The new chelating agents bind yttrium and copper so tightly, Meares said, that no loss of metal ion from the complex can be detected in blood after 18 days.
Animal Tests Awaited
Order has already used an earlier form of the chelating agent developed by Meares to treat liver cancer patients with yttrium-90, and the results were sufficiently promising that he plans to use the new agents as soon as testing in animals is completed, perhaps later this year.
Tests in animals of the copper-binding agent have also been successful, and oncologists Sally and Jerry DeNardo of UC Davis plan to begin clinical trials in June in lymphoma patients. The testing is currently delayed because copper-67 is produced only at the Los Alamos National Laboratory in New Mexico, and the lab produces it only six months a year, when production is piggybacked on other experiments.

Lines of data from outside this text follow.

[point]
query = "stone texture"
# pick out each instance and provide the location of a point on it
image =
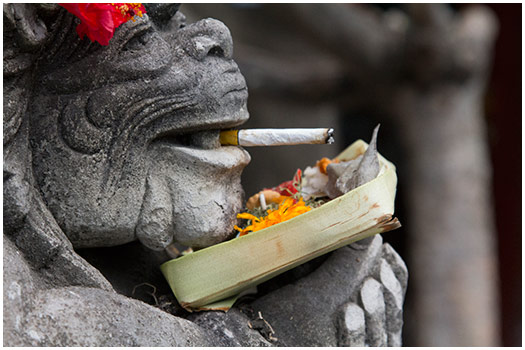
(374, 307)
(352, 326)
(108, 145)
(229, 329)
(93, 317)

Antibodies can also be used to deliver drugs more directly to tumors, thereby reducing the chance of poisoning other cells. The anti-cancer drug doxorubicin, for example, kills many types of tumor cells, but has only limited clinical use because it also damages the heart.
Immunologist Barbara Muller of the Scripps Clinic and Research Foundation in La Jolla reported that she and her colleagues had tested a doxorubicin-antibody combination in mice with malignant melanoma, which usually kills them in 30 to 40 days.
While neither doxorubicin alone nor antibodies alone prolonged the animals’ lives, the combination allowed most of the 12 animals treated to live longer than 120 days, and four of the 12 were completely cured.